Read the entire Letter at

EDIT 12/20/2011

Here's an excellent article on the topic: Don't Break the Internet published by the Stanford Law Review On-Line.

Directing the remedial power of the courts towards the Internet’s core technical infrastructure in this sledgehammer fashion has impact far beyond intellectual property rights enforcement—it threatens the fundamental principle of interconnectivity that is at the very heart of the Internet.

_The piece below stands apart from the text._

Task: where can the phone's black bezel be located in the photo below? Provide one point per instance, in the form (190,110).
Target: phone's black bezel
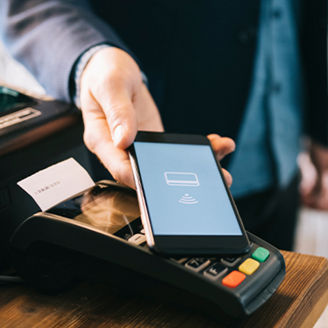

Court-ordered removal or replacement of entries from the series of interlocking databases that reside in domain name servers and domain name registries around the globe undermines the principle of domain name universality—the principle that all domain name servers, wherever they may be located across the network, will return the same answer when queried with respect to the Internet address of any specific domain name. Much Internet communication, and many of the thousands of protocols and applications that together provide the platform for that communication, are premised on this principle.
Indeed, this approach could actually have an effect directly contrary to what its proponents intend: if large swaths of websites are cut out of the Internet addressing system, those sites—and the users who want to reach them—may well gravitate towards alternative, unregulated domain name addressing systems, making it even harder for governments to exercise their legitimate regulatory role in Internet activities.